Figure 3 IcedTeamLemon members (from left to right) Geoffrey Schutta, Raphael Mun, Jason Meistrich, and Sophie Xie
Other entries in the competition included carbon footprint calculators and an online solution that integrates with Facebook to match commuters for ridesharing relationships.
A new category in this year's competition, the Xbox 360® Games for Change Challenge, called for entrants to use Microsoft XNA® Game Studio Express to create a game that addresses the environmental sustainability theme in an entertaining fashion. The first place winner, Team Ligersoft from George Washington University, designed an arcade-style game called Ecocism. In the game, players manage their resources strategically and restore the environment while fighting eco-unfriendly combatants.
The Imagine Cup competition also included a Digital Arts category. Two sisters from Wayne State University, Jennifer and Melissa Hui, made up Team Provisio. They secured the first-place prize with a photo essay on the cradle of the planet's ecosystem—the tropical rainforests.
Making a Difference
As part of the festivities, Microsoft presented a software-plus-cash donation of $1.5 million to the Magic Johnson Foundation, a non-profit organization founded by former NBA star Earvin "Magic" Johnson Jr. The foundation develops programs and supports community-based organizations that address the educational, health, and social needs of ethnically diverse, urban communities.
"The Magic Johnson Foundation has 21 'Empowerment Centers' around the country," said Chris Weber, Microsoft U.S. Western Region Vice President, "and we are very interested in understanding how this partnership might enable a sort of mini Imagine Cup within these Empowerment Centers."
Cookie Johnson, wife of Magic Johnson, accepted the award, saying the partnership with Microsoft will not only help to bridge the digital divide in inner city communities but also inspire kids to pursue careers in science, math, and technology. "Innovation is a key component of any economy and with passion and imagination, there is no limit to what can be accomplished," she said.
"Everyone can learn from these students," said Weber. "They have that youthful innocence and energy and passion, and they think they can conquer the world. I want to get some of that. It's very contagious. And when you think about it, Microsoft was started by a teenager that had that passion and vision at a very young age."

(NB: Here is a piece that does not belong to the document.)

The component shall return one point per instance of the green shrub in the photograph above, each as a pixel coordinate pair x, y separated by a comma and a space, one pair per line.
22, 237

There is also a practical side to sponsoring the Imagine Cup. The number of U.S. students studying computer science is decreasing dramatically year-over-year, so much so that U.S. technology companies could face a skills crisis by 2012, according to Scott Davidson, Senior Director of the U.S. Business and Marketing Organization at Microsoft. "This is a potentially significant loss of opportunity because it will be today's students that build the next generation of technology and focus on the significant challenges that face our global society. They are less confined by conventional thinking and the next breakthrough will come from them."
If numbers are any indication, the Imagine Cup has already had an impact. This year's competition drew more than 16,000 entries, up from 4,000 last year, according to Weber. And this is critical. As we look for more sustainable solutions, and we look for renewable forms of energy, we can't let tomorrow's crop of technology experts become a limited resource.